In 1966, Brian Wilson of the Beach Boys entered the studio to compose Smile, an album that he believed would transform not just the band, but the face of popular music. What happened next – captured by writer Jules Siegel, who had spent months in the Beach Boys' inner circle – would become legend. "Goodbye Surfing, Hello God," Siegel's account of the tortured efforts to complete Smile, ran in Cheetah magazine, helping to create the legacy of Wilson's madcap genius and the mystique around rock's greatest lost album. The following is adapted from Siegel's original 1967 story, recently resurrected by The Atavist as an ebook single for the Kindle and Nook, and as a multimedia production in The Atavist iPhone/iPad app.
"I'm writing a teenage symphony to God," Brian Wilson told dinner guests on an October evening.
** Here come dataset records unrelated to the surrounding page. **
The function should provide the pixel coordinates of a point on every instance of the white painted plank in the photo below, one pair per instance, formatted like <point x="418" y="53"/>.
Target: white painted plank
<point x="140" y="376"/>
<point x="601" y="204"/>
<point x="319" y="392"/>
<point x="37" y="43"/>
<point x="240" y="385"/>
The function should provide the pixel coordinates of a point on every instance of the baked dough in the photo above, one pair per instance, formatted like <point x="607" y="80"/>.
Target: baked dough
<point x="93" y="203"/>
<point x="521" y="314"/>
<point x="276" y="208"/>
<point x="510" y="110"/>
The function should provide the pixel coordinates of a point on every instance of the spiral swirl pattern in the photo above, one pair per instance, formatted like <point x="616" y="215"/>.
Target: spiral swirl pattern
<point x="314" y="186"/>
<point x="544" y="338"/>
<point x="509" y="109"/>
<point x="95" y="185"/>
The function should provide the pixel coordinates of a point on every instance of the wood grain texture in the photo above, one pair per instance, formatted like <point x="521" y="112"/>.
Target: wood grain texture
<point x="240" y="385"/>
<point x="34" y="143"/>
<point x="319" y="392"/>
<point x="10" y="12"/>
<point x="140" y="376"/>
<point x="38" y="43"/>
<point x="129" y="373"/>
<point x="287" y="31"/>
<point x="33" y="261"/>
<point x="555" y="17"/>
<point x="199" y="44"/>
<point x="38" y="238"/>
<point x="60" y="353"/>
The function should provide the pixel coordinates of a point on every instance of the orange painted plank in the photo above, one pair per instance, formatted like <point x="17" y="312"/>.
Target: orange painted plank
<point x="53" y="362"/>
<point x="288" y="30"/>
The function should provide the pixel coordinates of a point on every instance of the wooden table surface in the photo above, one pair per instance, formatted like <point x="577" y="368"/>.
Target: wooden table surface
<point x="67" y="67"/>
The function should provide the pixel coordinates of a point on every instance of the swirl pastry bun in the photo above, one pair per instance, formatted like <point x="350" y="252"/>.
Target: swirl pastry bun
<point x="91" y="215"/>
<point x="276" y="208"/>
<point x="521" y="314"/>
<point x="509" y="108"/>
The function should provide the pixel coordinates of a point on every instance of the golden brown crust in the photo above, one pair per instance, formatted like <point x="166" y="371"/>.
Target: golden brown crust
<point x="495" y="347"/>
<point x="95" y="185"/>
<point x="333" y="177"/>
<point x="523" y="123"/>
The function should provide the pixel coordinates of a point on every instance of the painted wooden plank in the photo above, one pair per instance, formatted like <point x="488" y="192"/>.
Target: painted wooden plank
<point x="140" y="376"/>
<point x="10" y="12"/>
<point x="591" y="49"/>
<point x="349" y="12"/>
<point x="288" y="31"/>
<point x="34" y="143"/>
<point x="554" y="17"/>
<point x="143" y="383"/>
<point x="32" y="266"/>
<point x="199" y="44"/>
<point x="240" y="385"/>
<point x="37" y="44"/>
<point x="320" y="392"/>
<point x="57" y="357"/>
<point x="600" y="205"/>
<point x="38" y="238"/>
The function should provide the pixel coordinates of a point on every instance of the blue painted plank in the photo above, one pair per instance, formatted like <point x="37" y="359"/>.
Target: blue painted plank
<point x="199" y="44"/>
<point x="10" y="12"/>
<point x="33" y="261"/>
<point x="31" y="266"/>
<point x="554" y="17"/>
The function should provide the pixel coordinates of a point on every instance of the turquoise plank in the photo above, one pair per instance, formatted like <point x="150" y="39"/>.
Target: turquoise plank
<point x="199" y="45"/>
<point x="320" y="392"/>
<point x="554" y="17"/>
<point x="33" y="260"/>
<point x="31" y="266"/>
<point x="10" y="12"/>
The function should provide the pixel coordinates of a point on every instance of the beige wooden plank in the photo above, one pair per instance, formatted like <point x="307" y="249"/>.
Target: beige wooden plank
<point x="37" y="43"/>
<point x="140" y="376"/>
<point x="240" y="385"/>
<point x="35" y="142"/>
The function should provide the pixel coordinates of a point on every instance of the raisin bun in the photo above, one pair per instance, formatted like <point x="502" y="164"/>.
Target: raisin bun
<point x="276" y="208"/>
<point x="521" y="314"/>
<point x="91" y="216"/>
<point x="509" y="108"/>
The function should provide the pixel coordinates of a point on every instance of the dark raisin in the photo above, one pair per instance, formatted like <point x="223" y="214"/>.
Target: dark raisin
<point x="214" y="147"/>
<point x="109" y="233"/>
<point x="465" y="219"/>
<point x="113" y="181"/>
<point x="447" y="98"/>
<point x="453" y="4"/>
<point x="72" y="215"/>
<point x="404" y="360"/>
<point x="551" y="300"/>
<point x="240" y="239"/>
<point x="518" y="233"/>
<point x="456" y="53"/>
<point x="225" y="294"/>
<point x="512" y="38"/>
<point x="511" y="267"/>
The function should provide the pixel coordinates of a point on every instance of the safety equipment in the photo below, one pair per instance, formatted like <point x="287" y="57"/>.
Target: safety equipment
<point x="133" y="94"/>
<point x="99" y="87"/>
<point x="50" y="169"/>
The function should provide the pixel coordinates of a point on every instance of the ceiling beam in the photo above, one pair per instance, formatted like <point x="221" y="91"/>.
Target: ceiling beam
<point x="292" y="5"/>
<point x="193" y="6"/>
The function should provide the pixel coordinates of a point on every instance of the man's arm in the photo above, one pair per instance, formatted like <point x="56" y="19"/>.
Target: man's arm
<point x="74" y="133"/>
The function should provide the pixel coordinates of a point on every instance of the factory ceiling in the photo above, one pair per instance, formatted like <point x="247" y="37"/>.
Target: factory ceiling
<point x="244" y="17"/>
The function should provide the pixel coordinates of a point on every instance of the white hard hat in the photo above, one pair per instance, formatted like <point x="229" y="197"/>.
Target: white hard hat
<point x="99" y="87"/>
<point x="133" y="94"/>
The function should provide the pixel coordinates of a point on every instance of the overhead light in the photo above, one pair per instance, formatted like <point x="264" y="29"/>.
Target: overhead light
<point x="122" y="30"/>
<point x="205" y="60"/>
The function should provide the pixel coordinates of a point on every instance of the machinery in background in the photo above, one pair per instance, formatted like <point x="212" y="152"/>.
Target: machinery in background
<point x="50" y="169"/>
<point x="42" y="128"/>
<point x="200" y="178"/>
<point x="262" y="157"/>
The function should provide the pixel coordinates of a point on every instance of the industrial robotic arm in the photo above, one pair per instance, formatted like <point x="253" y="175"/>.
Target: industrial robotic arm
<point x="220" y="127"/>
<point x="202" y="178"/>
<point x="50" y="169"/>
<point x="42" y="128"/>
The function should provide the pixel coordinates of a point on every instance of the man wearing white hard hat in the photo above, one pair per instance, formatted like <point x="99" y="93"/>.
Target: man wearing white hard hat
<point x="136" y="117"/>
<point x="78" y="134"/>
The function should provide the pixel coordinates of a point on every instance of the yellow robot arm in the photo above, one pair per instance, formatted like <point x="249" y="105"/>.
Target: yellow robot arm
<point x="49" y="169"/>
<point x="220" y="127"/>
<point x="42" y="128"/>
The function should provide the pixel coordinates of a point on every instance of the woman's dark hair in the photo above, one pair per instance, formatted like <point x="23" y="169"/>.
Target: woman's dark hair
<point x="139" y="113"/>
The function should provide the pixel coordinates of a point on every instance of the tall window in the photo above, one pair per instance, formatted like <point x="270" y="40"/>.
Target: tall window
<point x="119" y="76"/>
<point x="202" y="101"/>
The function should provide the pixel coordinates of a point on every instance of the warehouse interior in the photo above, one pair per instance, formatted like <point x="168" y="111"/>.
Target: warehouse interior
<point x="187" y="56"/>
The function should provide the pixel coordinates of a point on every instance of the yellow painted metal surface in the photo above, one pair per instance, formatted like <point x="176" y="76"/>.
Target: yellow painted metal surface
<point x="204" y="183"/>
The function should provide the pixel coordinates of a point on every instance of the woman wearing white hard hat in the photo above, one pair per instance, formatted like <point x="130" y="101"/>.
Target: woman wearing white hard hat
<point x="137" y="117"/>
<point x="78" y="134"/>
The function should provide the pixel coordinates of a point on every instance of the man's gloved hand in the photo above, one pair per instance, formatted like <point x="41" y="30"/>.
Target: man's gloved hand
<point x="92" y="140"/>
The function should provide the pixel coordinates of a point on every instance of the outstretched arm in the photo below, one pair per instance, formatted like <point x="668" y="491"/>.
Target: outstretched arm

He then played for them the collection of black acetate trial records that lay piled on the floor of his red-imitation-velvet-wallpapered bedroom with its leopard-print bedspread. In the bathroom, above the washbasin, there was a plastic color picture of Jesus Christ with trick-effect eyes that appeared to open and close when you moved your head. Sophisticate newcomers pointed it out to each other and laughed slyly, almost hoping to find a Keane painting among decorations ranging from lava lamps to a department store rack of dozens of dolls, each still in its plastic bubble container, the whole display trembling like a space-age Christmas tree to the music flowing out into the living room.
In the kitchen, Marilyn Wilson was trying to get the meal organized and served, aided and hindered by the chattering suggestions of the guests' wives and girlfriends. When everyone was seated and waiting for the food, Brian tapped his knife idly on a white china plate.
"Listen to that," he said. "That's really great!" Everybody listened as Brian played the plate. "Come on, let's get something going here," he ordered. "Michael – do this. David – you do this." A plate-and-spoon musicale began to develop as each guest played a distinctly different technique, rhythm and melody under Brian's enthusiastic direction.
"That's absolutely unbelievable!" said Brian. "Isn't that unbelievable? That's so unbelievable I'm going to put it on the album. Michael, I want you to get a sound system up here tomorrow and I want everyone to be here tomorrow night. We're going to get this on tape." Brian Wilson's plate-and-spoon musicale never did reach the public, but only because he forgot about it. Other sounds equally strange have found their way onto his records. On Pet Sounds, for example, on some tracks there is an odd, soft, hollow percussion effect that most musicians assume is some kind of electronically transmuted drum sound – a conga drum played with a stick perhaps, or an Indian tom-tom. Actually, it's drummer Hal Blaine playing the bottom of a plastic jug that once contained Sparklettes spring water. And, of course, at the end of the record there is the strangely affecting track of a train roaring through a lonely railroad crossing as a bell clangs and Brian's dog, Banana, a beagle, and Louie, a dark brown Weimaraner, bark after it.
Earlier in the summer, Brian had hired Van Dyke Parks, a super-sophisticated young songwriter and composer, to collaborate with him on the lyrics for Smile. With Van Dyke working for him, he had a fighting chance against John Lennon, whose literary skill and Liverpudlian wit had been one of the most important factors in making the Beatles the darlings of the hip intelligentsia.
With that flank covered, Brian was ready to deal with some of the other problems of trying to become hip, the most important of which was how he was going to get in touch with some really hip people. In effect, the dinner party at the house was his first hip social event, and the star of the evening, so far as Brian was concerned, was Van Dyke Parks's manager, David Anderle, who showed up with a whole group of very hip people.